Is that a correct way of doing it? I feel like I am skidding by something here...

No: if you have not yet proven that $\lambda |v \rangle = \mu |v \rangle \Longrightarrow \lambda = \mu$, then you have no reason to suppose that
$(\lambda + \lambda) |v \rangle = (\lambda + \mu) |v \rangle \Longrightarrow \lambda + \lambda = \lambda + \mu$. Basically, you are just assuming the result you want to prove.

 

[RJLiberator]

@Ray Vickson , How about this last part that I concluded off of Mark's hint

If we have (λ-μ) |v> = 0
and since |v> ≠0, we can say (λ-μ) must equal 0, correct?

Or is this still assuming the result?

 

[Mark44]

@Ray Vickson , How about this last part that I concluded off of Mark's hint

If we have (λ-μ) |v> = 0
and since |v> ≠0, we can say (λ-μ) must equal 0, correct?

Correct. You that λ|v> - μ|v> = (λ-μ) |v> because of one of the vector space axioms that pertain to scalar multiplication.

Or is this still assuming the result?

Assuming the result would be assuming that λ = μ.

 

[Ray Vickson]

@Ray Vickson , How about this last part that I concluded off of Mark's hint

If we have (λ-μ) |v> = 0
and since |v> ≠0, we can say (λ-μ) must equal 0, correct?

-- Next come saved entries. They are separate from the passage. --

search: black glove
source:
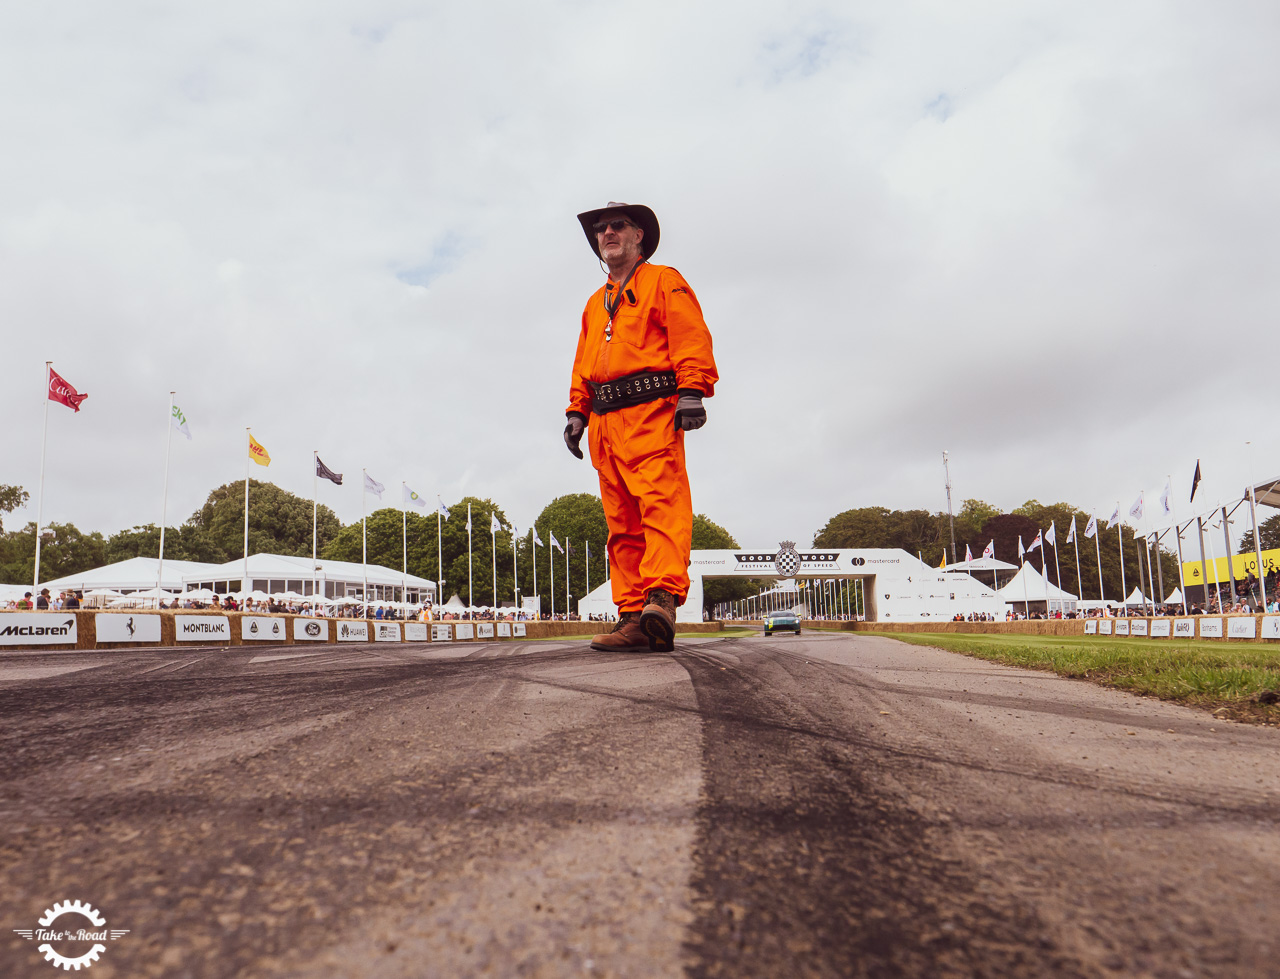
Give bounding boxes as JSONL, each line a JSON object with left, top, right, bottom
{"left": 674, "top": 390, "right": 706, "bottom": 431}
{"left": 564, "top": 412, "right": 586, "bottom": 459}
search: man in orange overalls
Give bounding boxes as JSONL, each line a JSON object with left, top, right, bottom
{"left": 564, "top": 202, "right": 718, "bottom": 652}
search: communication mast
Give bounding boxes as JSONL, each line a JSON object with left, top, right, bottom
{"left": 943, "top": 450, "right": 957, "bottom": 565}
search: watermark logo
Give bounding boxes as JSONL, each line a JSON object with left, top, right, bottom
{"left": 13, "top": 900, "right": 128, "bottom": 971}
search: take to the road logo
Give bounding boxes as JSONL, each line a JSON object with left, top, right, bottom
{"left": 13, "top": 900, "right": 128, "bottom": 971}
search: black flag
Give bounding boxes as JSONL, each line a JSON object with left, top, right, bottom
{"left": 316, "top": 455, "right": 343, "bottom": 486}
{"left": 1190, "top": 459, "right": 1201, "bottom": 503}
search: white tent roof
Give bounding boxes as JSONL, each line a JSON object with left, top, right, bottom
{"left": 443, "top": 593, "right": 467, "bottom": 609}
{"left": 1117, "top": 587, "right": 1154, "bottom": 606}
{"left": 42, "top": 556, "right": 222, "bottom": 593}
{"left": 0, "top": 583, "right": 32, "bottom": 602}
{"left": 578, "top": 578, "right": 616, "bottom": 619}
{"left": 181, "top": 553, "right": 436, "bottom": 592}
{"left": 1162, "top": 587, "right": 1183, "bottom": 605}
{"left": 946, "top": 557, "right": 1019, "bottom": 573}
{"left": 995, "top": 562, "right": 1078, "bottom": 605}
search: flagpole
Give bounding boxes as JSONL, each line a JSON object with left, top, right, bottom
{"left": 1117, "top": 515, "right": 1127, "bottom": 613}
{"left": 1071, "top": 520, "right": 1083, "bottom": 601}
{"left": 1248, "top": 482, "right": 1267, "bottom": 608}
{"left": 491, "top": 516, "right": 497, "bottom": 610}
{"left": 437, "top": 499, "right": 445, "bottom": 611}
{"left": 1220, "top": 505, "right": 1237, "bottom": 606}
{"left": 1093, "top": 522, "right": 1104, "bottom": 601}
{"left": 1134, "top": 530, "right": 1145, "bottom": 612}
{"left": 1175, "top": 519, "right": 1189, "bottom": 615}
{"left": 32, "top": 362, "right": 53, "bottom": 595}
{"left": 549, "top": 532, "right": 555, "bottom": 618}
{"left": 402, "top": 483, "right": 408, "bottom": 616}
{"left": 513, "top": 529, "right": 519, "bottom": 612}
{"left": 565, "top": 537, "right": 570, "bottom": 617}
{"left": 467, "top": 503, "right": 473, "bottom": 612}
{"left": 1148, "top": 533, "right": 1161, "bottom": 605}
{"left": 531, "top": 529, "right": 538, "bottom": 615}
{"left": 362, "top": 469, "right": 368, "bottom": 614}
{"left": 156, "top": 391, "right": 176, "bottom": 608}
{"left": 585, "top": 539, "right": 590, "bottom": 609}
{"left": 243, "top": 429, "right": 251, "bottom": 596}
{"left": 1052, "top": 529, "right": 1063, "bottom": 606}
{"left": 312, "top": 451, "right": 319, "bottom": 605}
{"left": 1196, "top": 515, "right": 1211, "bottom": 611}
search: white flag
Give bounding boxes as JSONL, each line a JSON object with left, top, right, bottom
{"left": 1160, "top": 479, "right": 1174, "bottom": 519}
{"left": 1017, "top": 536, "right": 1025, "bottom": 559}
{"left": 533, "top": 528, "right": 544, "bottom": 547}
{"left": 982, "top": 539, "right": 994, "bottom": 559}
{"left": 364, "top": 473, "right": 385, "bottom": 498}
{"left": 404, "top": 485, "right": 427, "bottom": 508}
{"left": 1046, "top": 522, "right": 1057, "bottom": 547}
{"left": 549, "top": 531, "right": 563, "bottom": 553}
{"left": 490, "top": 513, "right": 501, "bottom": 533}
{"left": 1028, "top": 530, "right": 1043, "bottom": 552}
{"left": 965, "top": 544, "right": 973, "bottom": 562}
{"left": 466, "top": 503, "right": 472, "bottom": 532}
{"left": 1066, "top": 516, "right": 1077, "bottom": 544}
{"left": 1106, "top": 503, "right": 1120, "bottom": 528}
{"left": 1085, "top": 515, "right": 1098, "bottom": 539}
{"left": 437, "top": 497, "right": 450, "bottom": 519}
{"left": 171, "top": 403, "right": 192, "bottom": 440}
{"left": 1128, "top": 491, "right": 1144, "bottom": 522}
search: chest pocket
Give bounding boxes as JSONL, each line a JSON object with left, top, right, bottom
{"left": 607, "top": 299, "right": 649, "bottom": 348}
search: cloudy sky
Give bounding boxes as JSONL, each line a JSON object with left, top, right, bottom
{"left": 3, "top": 1, "right": 1278, "bottom": 562}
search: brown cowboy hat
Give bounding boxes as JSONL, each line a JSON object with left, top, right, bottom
{"left": 576, "top": 202, "right": 660, "bottom": 259}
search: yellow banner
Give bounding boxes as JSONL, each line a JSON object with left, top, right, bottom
{"left": 248, "top": 434, "right": 271, "bottom": 467}
{"left": 1182, "top": 547, "right": 1280, "bottom": 584}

Or is this still assuming the result?

No, probably not, provided you have already proven that $c |v\rangle = |0 \rangle$ implies $c = 0$, or else have assumed it as an axiom.

 

[RJLiberator]

Ah, I see the difference.

In my first proof we had λ+λ = λ+μ
Where I was assuming the result.

In this last proof we have λ-μ = 0
Where we are not assuming anything here, we are showing what is needed.